おば様は涙を流しながら真を抱きしめ、おじ様も頭を抱えている。
いや、不安や心配よりも、もっとふたりを苦しめていることがあるのだろう。
『真の言葉を信じてあげなかったこと』
仕方ない、と思う。
多分、私だって、自分の子供の性別がいきなり変わったら、受け入れられないと思うもの。

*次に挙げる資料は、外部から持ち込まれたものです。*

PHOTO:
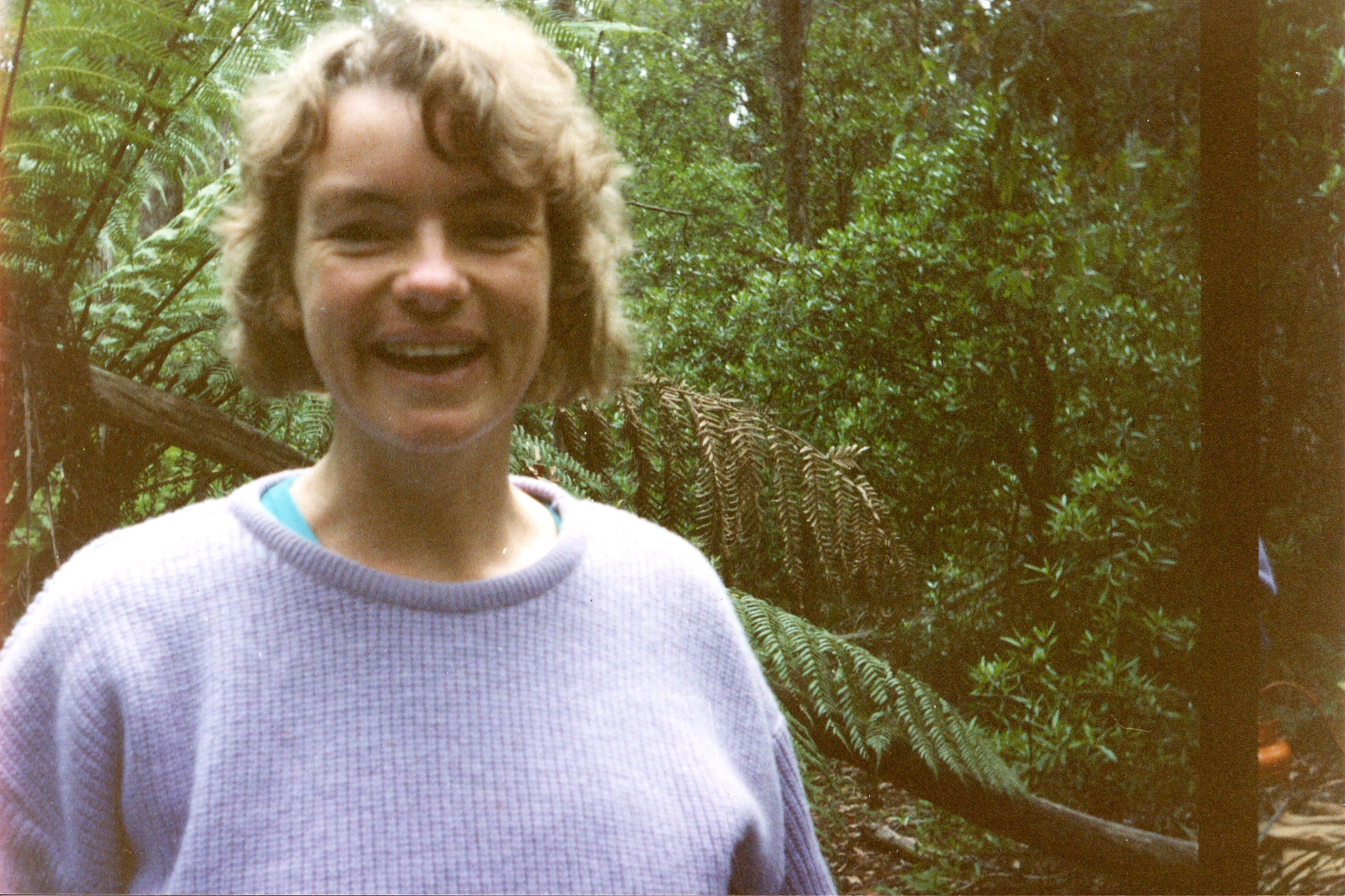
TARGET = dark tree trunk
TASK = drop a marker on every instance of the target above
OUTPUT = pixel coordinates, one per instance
(791, 105)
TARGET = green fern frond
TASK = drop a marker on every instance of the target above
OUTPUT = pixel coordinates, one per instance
(844, 689)
(541, 459)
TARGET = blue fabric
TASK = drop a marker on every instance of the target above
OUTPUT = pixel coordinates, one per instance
(283, 508)
(204, 704)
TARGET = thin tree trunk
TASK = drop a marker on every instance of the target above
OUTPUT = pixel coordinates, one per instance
(791, 103)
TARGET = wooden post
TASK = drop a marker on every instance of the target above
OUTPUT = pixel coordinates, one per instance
(1230, 415)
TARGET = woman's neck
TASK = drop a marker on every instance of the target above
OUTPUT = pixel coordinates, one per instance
(439, 517)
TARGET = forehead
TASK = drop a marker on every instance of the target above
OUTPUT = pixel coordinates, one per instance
(376, 147)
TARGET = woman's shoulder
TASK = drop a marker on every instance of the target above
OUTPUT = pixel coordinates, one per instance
(139, 567)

でも、それが本人を傷つけたと思えば、親の立場ならどれほど後ろめたく思えるのか。
私には、その心の奥底の悲しみまではわからない。
わかるのは…
これからは、遠慮なく真とベタベタ出来て、ボディタッチもOKで、そのうちあんなことやこんなことをシて……いろいろ性癖が開発できそうってことくらい。
長期的には、結婚も視野に入れるべきよね、うんっ!
でも、今は真の家族の戸惑いや悲しみに寄り添うのが先。
私は、姿勢を正し、正座をして真たちに向かう。
「おじ様、おば様。真は、女の子になっても真です。私が小さい頃からずっと一緒に過ごした、大事な幼馴染です。それは何も変わりません」
真も、ご両親もはっとして私を見る。
「姿が変わっても、中は昔のまま…。優しくて、カッコいい真のままです。ただ、今はまだ心が穏やかではないと思いますので、私に出来ることは協力させてください」
「瑠璃ちゃん…」
「瑠璃…」
「瑠璃ちゃん……ありがとう。お願いすることがあるかもしれないから、その時はよろしく頼むよ?」
みんな涙ぐんで私の言葉を聞いてくれる。
…信用があるっていいわ~…
普段の行いって、本当大切だわっ
ここからが本題よっ!
「つきましては」
私は背筋をぴんと伸ばす。
「私と真、しばらく一緒にいるというのはどうでしょうか?」
「……はっ?」
…おぉう、真から聞いたことない声が漏れた。
でも、ここで引き下がるわけにもいかない。
真と私の将来のためにもっ!
「服のこととか、生活の仕方とか……女の子として知っていく必要があると思うんです。私なら気心も知れてますし、教えてあげられます」
その……いろいろと。
「確かに、同年代の子の方がいいだろうね……」
「瑠璃ちゃん、よろしくお願いするわ」
おふたりは、ぱあっと顔を明るくして私を見てくれる。
『よっしゃぁぁぁぁぁぁぁぁぁぁぁぁぁぁぁっ!!』
内心ガッツポーズっ!
「真?瑠璃ちゃんにいろいろと、女の子のことを教えてもらうのよ?…あ、でも、変な事しちゃいけませんからね?」
「ちょっ!?…するわけないじゃんっ!むしろ、瑠璃の方が……」
あ、ヤバ。
「真!…もう少し静かな喋り方の方がいいわよ?可愛いんだから、おとなしめのキャラがいいんじゃないかな?」
「…え?」
「そうね、丁寧な言葉使いの方がいいわね。…瑠璃ちゃん、お願いね?」
私は『はいっ!』といい返事で答える。
これで、真とずっと一緒にいられる。
夢にまで見た、シチュエーション。
幸せって、こんなところにあったのね。
…
まあでも?
結局のところ、病院やらなにやら、いろいろ終わってから…ということになったので。
真との甘い生活(性活?)はまだしばらくは先になりそう。